Shirreff's tour through North America brought him to the Grand River
Barbara A. Martindale- For What It's Worth
Have you ever wondered what was going on in this neck of the woods before real settlement took place? A document from the pages of a book published in 1835 made its appearance some years ago.
The book "A Tour Through North America" was published by Benjamin Blom, Inc. in 1835.
It has a comprehensive view of Canada and the United States as adapted for agricultural emigration, and was written by Patrick Shirreff, farmer of Mungoswells, East Lothian.
Patrick Shirreff’s trip in 1833 included some travel along this part of the Grand River.

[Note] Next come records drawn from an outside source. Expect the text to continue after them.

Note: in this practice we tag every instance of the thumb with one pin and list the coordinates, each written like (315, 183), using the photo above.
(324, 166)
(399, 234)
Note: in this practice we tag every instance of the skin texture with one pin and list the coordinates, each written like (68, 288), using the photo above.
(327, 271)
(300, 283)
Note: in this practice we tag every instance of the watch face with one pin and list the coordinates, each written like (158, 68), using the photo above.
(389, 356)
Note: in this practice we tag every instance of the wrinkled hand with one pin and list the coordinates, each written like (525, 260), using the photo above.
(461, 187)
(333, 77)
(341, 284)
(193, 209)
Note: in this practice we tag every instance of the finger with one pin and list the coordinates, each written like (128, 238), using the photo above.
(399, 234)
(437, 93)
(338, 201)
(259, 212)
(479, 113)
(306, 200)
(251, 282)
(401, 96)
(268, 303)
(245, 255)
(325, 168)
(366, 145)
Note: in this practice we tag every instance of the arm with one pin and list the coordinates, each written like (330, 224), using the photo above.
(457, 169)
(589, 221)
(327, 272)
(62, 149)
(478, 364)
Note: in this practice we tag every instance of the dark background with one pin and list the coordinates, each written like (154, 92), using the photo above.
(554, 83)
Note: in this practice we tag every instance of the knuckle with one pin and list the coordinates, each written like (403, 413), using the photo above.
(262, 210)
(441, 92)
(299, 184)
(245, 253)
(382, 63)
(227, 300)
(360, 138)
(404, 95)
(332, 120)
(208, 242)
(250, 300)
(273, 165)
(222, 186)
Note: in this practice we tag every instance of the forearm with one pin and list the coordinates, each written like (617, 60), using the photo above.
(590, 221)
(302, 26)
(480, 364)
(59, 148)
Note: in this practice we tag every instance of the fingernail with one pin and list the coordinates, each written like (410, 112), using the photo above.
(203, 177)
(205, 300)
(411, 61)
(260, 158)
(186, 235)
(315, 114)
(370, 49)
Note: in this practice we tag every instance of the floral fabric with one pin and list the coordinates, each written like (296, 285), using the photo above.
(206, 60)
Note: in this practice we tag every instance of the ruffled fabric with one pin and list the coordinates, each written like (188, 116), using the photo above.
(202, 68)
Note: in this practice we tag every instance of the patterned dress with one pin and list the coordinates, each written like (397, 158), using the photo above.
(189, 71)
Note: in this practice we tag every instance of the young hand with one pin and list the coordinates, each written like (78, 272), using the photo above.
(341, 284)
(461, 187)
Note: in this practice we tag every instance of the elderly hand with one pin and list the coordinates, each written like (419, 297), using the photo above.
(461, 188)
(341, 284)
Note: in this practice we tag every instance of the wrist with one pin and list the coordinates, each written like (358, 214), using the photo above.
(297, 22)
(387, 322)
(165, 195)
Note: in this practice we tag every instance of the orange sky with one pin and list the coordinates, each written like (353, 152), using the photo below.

"We came in contact with the river at Brant’s tavern, where a wooden building was erecting of some pretensions, and continued our walk down the left bank," he wrote. This would be Thomas Bryant’s tavern that Caledonia’s founder Ranald McKinnon found in the wilderness in 1835, two years later, today’s main corner.
"The soil from Hamilton to the Grand River is chiefly clay, of good quality, and well settled, with exception of the Six Nations reserve on the banks of the river.
From Brant’s tavern to Mr. W----’s (about two miles) the road is beautiful, the banks of the river being fringed with plum, cherry, apple trees and hawthorn encircled with the wild vine, the foliage of which was particularly rich."
Patrick Shirreff talks about the bachelor Mr. W. often; a person he knew from Edinburgh, Scotland who had just arrived in Canada the previous month in March and purchased six or seven hundred acres of which about 70 were cleared, and "there was a good house.”
Mr. W. had been accustomed to move in the best society in Edinburgh and the facility with which he accommodated himself to his altered situation was deserving of praise. He heard later that he married a young lady, whom Patrick Shirreff had seen on the banks of the Grand River.
"The greater part of the crops had been carried and those of wheat remaining in the field appeared particularly shabby, compared with those of Britain, being thin on the ground and short in the sheaf. I examined a cradler at work in an oatfield, who was making good work, cutting low, and laying down the ears with regularity.
"The implement is brought round with a full and awkward-looking sweep, nine or ten feet wide, and jerked so as to throw off the stalks, the whole of which are collected in the cradle. The cradler supports the weight of the crop collected in the sweep on his arms and receives no relief from any part of the cut crop, or implement resting on the ground as in the case of mowing grass with the common seythe of Britain; a heavy crop of grain must, therefore be particularly fatiguing to the cradler."
Who was Mr. W? That, no doubt, will never be known. However, the scene before settlement will never be repeated and is well worth knowing. It truly was a new world at the time.